Do you write traditional job descriptions?
- curranrecruit
- Dec 9, 2014
- 3 min read
Since we promote people based on their performance, why don’t we hire them the same way? (Lou Adler, 2007).
In this week’s blog post we discuss job descriptions and briefly introduce the growing trend of performance-based job descriptions.
Lou Adler, a world renowned HR guru, is a firm believer and advocate in abolishing traditional job descriptions and moving towards job descriptions that are performance-based. He emphasises that most job descriptions today are filled with lists of skills, qualifications, and traits which don’t have any real evidence or support that a candidate can perform.
How do you know you need someone with 5-8 years of direct industry experience? Would someone with four years’ experience not be of the same standard? What Adler encourages is that hiring managers need to figure out what great performance actually looks like. For example, the performance you desire could be a customer service rep who achieves >75% customer satisfaction ratings; or a salesperson who upsells to a certain ratio of clients; or a project manager who succeeds in implementing a complicated new system on time and on budget.
What does a person need to do in order to be considered successful?
Traditional or ‘experience’ based job descriptions are focused on ‘having’ rather than ‘doing’. A performance based job description on the other hand, takes into account behaviours and core competencies in the right proportions to ensure that key deliverables are met. They focus on outcomes. Can the candidate really do the work at the required level? Will they have enough energy, team skills, technical ability, and other related competencies?
Take a look at this comparison –
Traditional job description: Must have a BSEE in automated control theory from a top university and 5-8 years of direct industry experience
Performance-based job description: Able to complete the system design for a new robotic controller line within six months.

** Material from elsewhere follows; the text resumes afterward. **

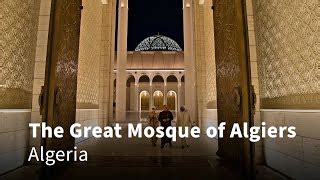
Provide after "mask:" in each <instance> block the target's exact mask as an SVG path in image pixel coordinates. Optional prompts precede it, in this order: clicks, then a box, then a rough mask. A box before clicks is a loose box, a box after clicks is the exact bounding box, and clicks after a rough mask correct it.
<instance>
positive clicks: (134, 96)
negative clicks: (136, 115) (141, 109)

By using performance-based job descriptions you can uncover the motivation and drive of the individuals, not just their technical skills or their experience. The description is more open to their interpretation in proving how they would be able to accomplish the needed outcome.
This week’s tips for creating performance-based job descriptions:
Look at your top performers. Consider your best performing people in the same or a similar role. What do these people do differently than the average? How do they approach their work? What do they do when something goes wrong? The more you look into these key metrics, the more detailed a portrait of what high performance for your role will be revealed.
Convert your traditional job description by using the most important competencies to gain performance objectives. Factors like leadership and team skills and communication are subjective and difficult to assess. To address this, ask “What does (competency) look like” in the role you are hiring for? For example, a common ad might have as a key quality: “Must have strong communication skills”. Instead let it say exactly what task you’d expect to be performed, such as “Lead the presentation of monthly sales department performance results to the executive team”.
Order the list of performance objectives in terms of priority. Put the most important tasks at the top of the list. You’ll discover these cover about 60-70% of the requirements listed on the original job description and it well help clarify what really needs to get done. This helps everyone focus on what the job is really about.